Trema come la mano venosa di un alcolizzato.
Io cerco di tenerla ferma, ma lei è una tenaglia ruvida
che si tende ad arco flessibile come preghiera
o sfida appesa ad un amo di ghisa
e titilla le sue corde vocali col fiato caldo
come se avesse in gola scaglie di vetro.
Lei mi appare una belva che vuole
incollare le nostre lingue ai sessi.
Colpisce invece con la fronte la mia bocca
che si spacca come uno spigolo di porcellana
battuto da un lembo di un maglio ostinato.

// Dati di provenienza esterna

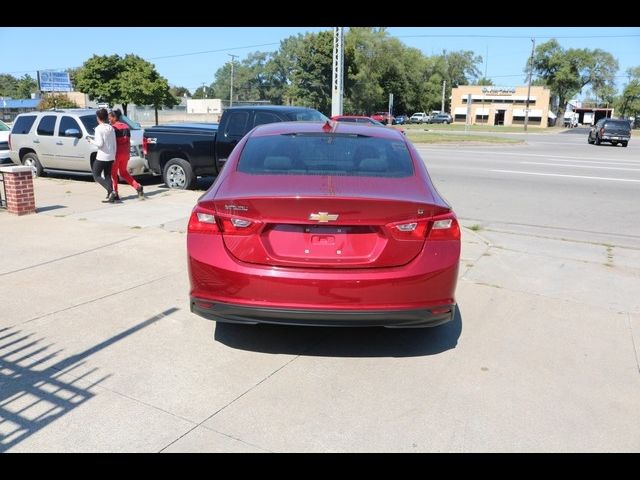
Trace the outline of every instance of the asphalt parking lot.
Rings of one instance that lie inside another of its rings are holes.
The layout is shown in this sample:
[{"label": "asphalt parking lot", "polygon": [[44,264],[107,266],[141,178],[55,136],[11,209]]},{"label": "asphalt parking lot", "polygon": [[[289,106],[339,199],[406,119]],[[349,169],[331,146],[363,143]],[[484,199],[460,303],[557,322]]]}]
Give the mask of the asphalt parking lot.
[{"label": "asphalt parking lot", "polygon": [[421,330],[212,323],[202,190],[36,179],[37,215],[0,211],[0,451],[638,451],[635,140],[420,147],[466,227],[457,316]]}]

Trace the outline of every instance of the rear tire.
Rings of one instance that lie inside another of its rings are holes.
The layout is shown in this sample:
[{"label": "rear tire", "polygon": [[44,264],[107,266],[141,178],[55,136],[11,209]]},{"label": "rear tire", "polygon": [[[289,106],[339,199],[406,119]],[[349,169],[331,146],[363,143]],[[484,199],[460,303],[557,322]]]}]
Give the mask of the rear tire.
[{"label": "rear tire", "polygon": [[196,184],[193,169],[184,158],[169,160],[164,166],[162,178],[167,187],[178,190],[192,190]]},{"label": "rear tire", "polygon": [[596,145],[600,145],[600,139],[598,138],[598,135],[596,135],[596,138],[594,139],[594,142]]},{"label": "rear tire", "polygon": [[591,135],[588,135],[588,136],[587,136],[587,143],[588,143],[589,145],[593,145],[593,140],[591,140]]},{"label": "rear tire", "polygon": [[629,142],[622,142],[622,146],[626,147],[629,144]]},{"label": "rear tire", "polygon": [[25,167],[33,168],[34,178],[42,177],[44,175],[44,169],[42,168],[42,164],[40,163],[40,160],[38,160],[38,155],[36,155],[35,153],[30,152],[25,154],[25,156],[22,157],[22,164]]}]

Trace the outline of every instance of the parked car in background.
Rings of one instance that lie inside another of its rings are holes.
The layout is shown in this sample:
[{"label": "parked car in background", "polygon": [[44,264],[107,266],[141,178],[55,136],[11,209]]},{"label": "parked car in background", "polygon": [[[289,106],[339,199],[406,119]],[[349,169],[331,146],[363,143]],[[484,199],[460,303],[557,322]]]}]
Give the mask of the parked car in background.
[{"label": "parked car in background", "polygon": [[[98,125],[93,109],[60,109],[21,113],[13,122],[9,137],[11,160],[27,165],[35,175],[44,172],[91,175],[98,148],[86,141]],[[140,156],[140,140],[131,137],[131,157],[127,169],[131,175],[148,173]]]},{"label": "parked car in background", "polygon": [[429,123],[451,123],[453,121],[453,119],[451,118],[451,115],[449,115],[448,113],[439,113],[437,115],[434,115],[433,117],[431,117],[431,119],[429,120]]},{"label": "parked car in background", "polygon": [[389,120],[393,123],[393,117],[389,115],[389,112],[376,112],[371,115],[371,118],[377,120],[380,123],[384,123],[385,125],[389,124]]},{"label": "parked car in background", "polygon": [[[348,123],[358,123],[360,125],[374,125],[377,127],[389,127],[387,124],[380,123],[377,120],[374,120],[371,117],[365,117],[364,115],[334,115],[331,117],[331,120],[336,122],[348,122]],[[398,130],[403,135],[405,134],[404,128],[395,126],[391,127]]]},{"label": "parked car in background", "polygon": [[217,175],[227,158],[252,128],[265,123],[326,121],[306,107],[247,105],[226,108],[217,123],[157,125],[144,131],[149,168],[169,188],[190,189],[199,175]]},{"label": "parked car in background", "polygon": [[187,257],[214,321],[427,327],[454,318],[460,227],[399,132],[272,123],[199,198]]},{"label": "parked car in background", "polygon": [[407,117],[406,115],[396,115],[393,118],[393,123],[395,123],[396,125],[404,125],[408,121],[409,121],[409,117]]},{"label": "parked car in background", "polygon": [[429,123],[429,115],[424,112],[417,112],[411,115],[409,121],[411,123]]},{"label": "parked car in background", "polygon": [[0,121],[0,164],[11,163],[9,132],[11,132],[9,125]]},{"label": "parked car in background", "polygon": [[629,144],[631,138],[631,123],[629,120],[601,118],[589,130],[587,142],[600,145],[609,142],[612,145],[621,143],[623,147]]}]

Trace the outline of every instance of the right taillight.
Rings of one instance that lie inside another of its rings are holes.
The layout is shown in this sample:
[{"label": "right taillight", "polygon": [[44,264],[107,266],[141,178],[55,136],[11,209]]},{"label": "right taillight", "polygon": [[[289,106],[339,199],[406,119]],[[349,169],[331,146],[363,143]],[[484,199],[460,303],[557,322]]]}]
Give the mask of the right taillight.
[{"label": "right taillight", "polygon": [[600,135],[604,135],[604,127],[600,129]]},{"label": "right taillight", "polygon": [[9,134],[9,150],[13,150],[13,149],[11,148],[11,134]]},{"label": "right taillight", "polygon": [[460,225],[453,212],[387,225],[398,240],[460,240]]},{"label": "right taillight", "polygon": [[149,150],[148,145],[149,145],[149,140],[147,140],[147,137],[142,137],[142,153],[144,153],[145,155]]},{"label": "right taillight", "polygon": [[460,225],[455,213],[450,212],[431,218],[428,240],[460,240]]}]

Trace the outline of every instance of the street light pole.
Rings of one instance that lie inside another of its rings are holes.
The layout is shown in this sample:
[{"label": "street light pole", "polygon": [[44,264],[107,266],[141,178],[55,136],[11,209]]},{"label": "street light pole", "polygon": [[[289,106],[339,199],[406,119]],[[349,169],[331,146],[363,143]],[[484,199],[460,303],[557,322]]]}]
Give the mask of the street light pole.
[{"label": "street light pole", "polygon": [[[527,131],[527,125],[529,124],[529,97],[531,96],[531,75],[533,74],[533,51],[536,48],[536,39],[531,39],[531,58],[529,59],[529,86],[527,87],[527,105],[524,109],[524,131]],[[542,122],[543,119],[540,119]]]},{"label": "street light pole", "polygon": [[232,53],[227,53],[227,55],[231,57],[231,87],[229,88],[229,106],[233,107],[233,62],[238,55],[233,55]]}]

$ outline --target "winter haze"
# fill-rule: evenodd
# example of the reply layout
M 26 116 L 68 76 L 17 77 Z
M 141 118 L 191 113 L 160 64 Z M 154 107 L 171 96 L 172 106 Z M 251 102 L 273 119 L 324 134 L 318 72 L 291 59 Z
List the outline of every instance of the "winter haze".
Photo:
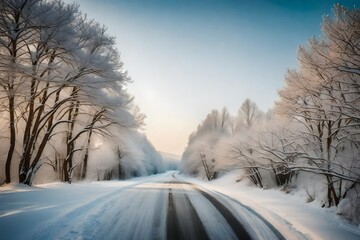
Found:
M 71 1 L 69 1 L 71 2 Z M 297 47 L 320 35 L 335 1 L 78 0 L 116 36 L 146 113 L 155 147 L 181 155 L 197 123 L 213 108 L 236 113 L 250 98 L 273 106 Z M 340 1 L 352 6 L 356 1 Z
M 360 239 L 355 0 L 0 1 L 1 239 Z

Il sangue si distende come sigillo terso
e lei ride con quel viso di cuoio cucito da poco
e quegli occhi che sono acque agitate dal cielo.
Ora le mie labbra tumide fioriscono
e gocciano come il suo sesso muschiato
e siamo entrambi in bilico su noi stessi
quando prendo la mia bottiglia loquace
e verso il liquore giallo che brucia
sulla mia carne stracciata dal suo gesto.
Lei si stringe al cuscino ed il suo corpo
è una conca latte perlato da bachi rosa.
Bevo come un agnello da svezzare
succhia, prima del sacrificio sulla pietra,
il latte impuro da una mammella ovina,
ignaro della lama che taglierà la sua gola.
Nessuno è innocente. Nessuno è colpevole.
Fammi dimenticare, finché con te speculare
sono ancora vivo, dico opaco a me stesso
mentre uso il lenzuolo per nettare le macchie
di un'altra notte stanca del suo stupore."